Tuesday’s hearing was another in a series of pretrial hearings leading up to jury selection in Hasan’s long-awaited capital murder court-martial.
Continued sparring showed the two sides have much left to argue before jury selection begins May 29; however, presiding judge Col. Tara Osborn hinted that any further delays are now out of the question.
Testimony is set to begin July 1 and could last for months. The trial could include testimony from more than 300 witnesses.
Hasan’s military-appointed defense team Tuesday challenged several pieces of evidence the prosecution aims to use to prove the Nov. 5, 2009, mass shooting on post was a premeditated act. Evidence proving it was premeditated would be critical for garnering the 42-year-old Army psychiatrist the death penalty.
Among the items challenged was an email that, according to the prosecution, shows Hasan intentionally targeted a specific unit when he allegedly killed 13 at the Soldier Readiness Center.
Hasan had been set to deploy with the 467th Combat Stress Control Detachment, though he was never a member of the Army Reserve unit. The prosecution plans to introduce an email Hasan received stating the date the unit would be processed through the readiness center, the same day of the shooting.
“In this little world, that doesn’t happen by accident,” prosecutor Col. Steve Henricks said. “This unit was not attacked by accident. ... In that light, it becomes evidence of planning and preparation.”
Three members of the unit died in the attack.

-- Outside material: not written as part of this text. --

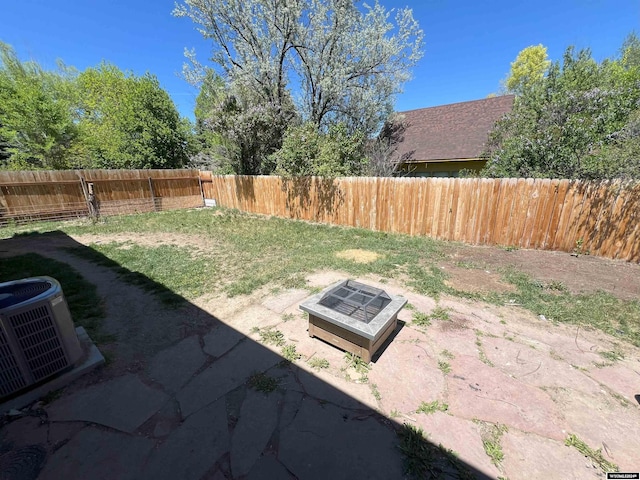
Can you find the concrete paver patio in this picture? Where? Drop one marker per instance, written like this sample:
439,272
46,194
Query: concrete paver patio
189,413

Arguments in Tuesday’s pretrial hearing also showed some defense witnesses, including members of Hasan’s family, may refuse to testify.
Hasan’s lawyers have filed a motion for the government to compel testimony of 59 individuals who would possibly refute the government’s contention that Hasan became a radicalized Muslim leading up to the mass shooting.

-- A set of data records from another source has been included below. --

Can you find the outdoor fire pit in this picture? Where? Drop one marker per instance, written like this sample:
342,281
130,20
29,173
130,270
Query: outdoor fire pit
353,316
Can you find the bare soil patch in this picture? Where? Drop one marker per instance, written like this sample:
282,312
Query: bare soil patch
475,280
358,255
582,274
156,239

The prosecution is seeking to block their testimony because they are unsure what the witnesses may say in court. Lead prosecutor Col. Mike Mulligan said many of the listed witnesses have retained attorneys to avoid testifying, been directed by family members to not cooperate or are not returning telephone calls.
“None of our witnesses are happy to have been called,” Lead Defense Attorney Lt. Col. Kris R. Poppe told the court. “Nevertheless, we have identified them as critical to our defense.”
Possible witnesses include Hasan’s brother, at least one cousin and people who encountered Hasan at mosques and Islamic activities.
Mulligan said he foresees problems arising with the witnesses during trial. Without their cooperation, the prosecution would not be able to prepare for their cross-examination.
If witnesses refuse to testify, U.S. Marshals may take them into custody for transport to the trial.
Presiding Judge Col. Tara Osborn said the defense would have to submit a more complete motion before she would make any ruling. Hasan’s lawyers neglected to provide an adequate synopsis of what their witnesses would say in court, leading her to agree with the prosecution.
She gave them a week to provide a revised motion and will allow more argument at the next pretrial hearing, scheduled for May 9.
Hasan’s defense did score a victory Tuesday with a ruling barring testimony from an expert prosecution witness.
Evan Kohlmann, president of the intelligence firm Flashpoint Intel, had authored a report calling Hasan a “home-grown terrorist” led to violence through religious extremism. Kohlmann gave extensive testimony over the methods that led him to that conclusion at a previous hearing in March.
“Its probative value is outweighed by the danger of unfair prejudice to the accused,” Osborn ruled.
However, the government may still attempt to call Kohlmann for other reasons. His testimony could be used to provide context for evidence retrieved from the hard drive of Hasan’s laptop.